Full steam ahead for apprentice scheme

13th September 1996 at 01:00
Employers are constantly complaining about school, college and university leavers being launched into the world of work without the necessary skills. Lucy Ward and Ian Nash ask whether the latest training initiatives measure up to the task

The number of recruits to the Government's flagship modern apprenticeship is expected to hit 60,000 this year following a surge in applications which many training and enterprise councils admit has taken them by surprise.

Recruitment in the first three months topped 9,000 - far higher than expected, since the total recruitment for 1995-96 was less than 30,000. Chris Humphries, TEC national council policy director, said: "If take-up runs according to previous participation levels - and we have no reason to expect otherwise - we will go over 60,000."

Optimism within the TECs over job training was boosted further this week with the publication of the fourth annual league tables for the 74 TECs in England showing that 65 per cent of all Youth Training leavers gained a full national vocational qualification. Also more than four out of ten adults on Training for Work gained jobs within 13 weeks of leaving schemes.

The costs and success rates on TEC programmes vary widely with the lowest spenders often achieving best results, the tables show. Birmingham TEC has the lowest YT cost per head at Pounds 1,542, but is the sixth most successful with 71.5 per cent of recruits gaining their NVQs.

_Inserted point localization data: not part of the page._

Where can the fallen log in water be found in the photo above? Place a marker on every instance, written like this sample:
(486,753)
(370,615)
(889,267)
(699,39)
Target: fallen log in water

Oldham has the lowest cost TFW programmes running at Pounds 531 per head and is 12th in the league for employment success with 49.3 per cent gaining jobs.

But the gap between best and worst on most of the nine cost and efficiency measures included in the league tables are closing fast. "This is a clear indication that the best practices are being spread around the country, " said Mr Humphries.

Ministers also urged caution in interpreting the results since many programmes such as education-business links and support for small firms were not included. However, the schemes covered by the tables cover 60 per cent of the estimated Pounds 1.4 TEC budget.

The success was diminished slightly by the continued failure of many TECs to meet the Government' Youth Training guarantee, which education and employment minister James Paice said "has to be improved still further".

There was also continued ministerial concern over the slow pace at which companies are gaining recognition as Investors in People - the qualification which has become the standard for good training and staff development.

But Mr Humphries insisted the results had to be seen in the light of the high level of "significant disadvantage" among recruits to YT and TFW programmes run by the TECs.

Around 48 per cent of 17-year-olds in full-time education have four or more GCSEs grade A-C, "But over 60 per cent of trainees on YT have no GCSEs, " he said.

The YT programme is to be phased out for new national traineeships which guarantee a higher level of college-based and on-the-job training. They are similar to the modern apprenticeship but pitched at a lower level.

While the TECs, however, are pleased with the modern apprenticeship's progress, the training providers funded by the TECs say they have faced a major task turning the "grand framework" of Government and the big industry training organisations into specific programmes.

It is designed to be a bridge leading school-leavers from full-time education into work.

All apprenticeships have three elements. There is a common programme of key skills: literacy, numeracy, IT and communications. Each trainee also has to learn about how their sector - such as engineering, hairdressing, or administration -works nationally.

Third, each has to carry out assignments to learn about their own company. This is all done through day-release and off-the-job training. The hope is that the balanced programme will make trainees more useful to the company while giving them transferable skills. But while the broad aims are set down in the frameworks, which were devised by industry training organisations, the precise content of the off-the-job study has been left up to providers.

For the Birmingham centre of Key Training, a national private provider, the main aim was to ensure key skills were woven tightly together with sector specific work. The emphasis on the basics - number, communication and IT - reflects the same focus in a range of projects supported by Birmingham training and enterprise council and local authority.

The basic modern apprenticeship frameworks are essentially "a jumble of bits", according to Key Training's Alan Patterson. "They include some really airy-fairy stuff such as apprentices needing to have an understanding of their company and how it works.

"Requirements like that are really quite difficult to grasp, and you could minimise them and knock them out in an afternoon. But we have tried to tie them in with key skills and produce something really solid for employers."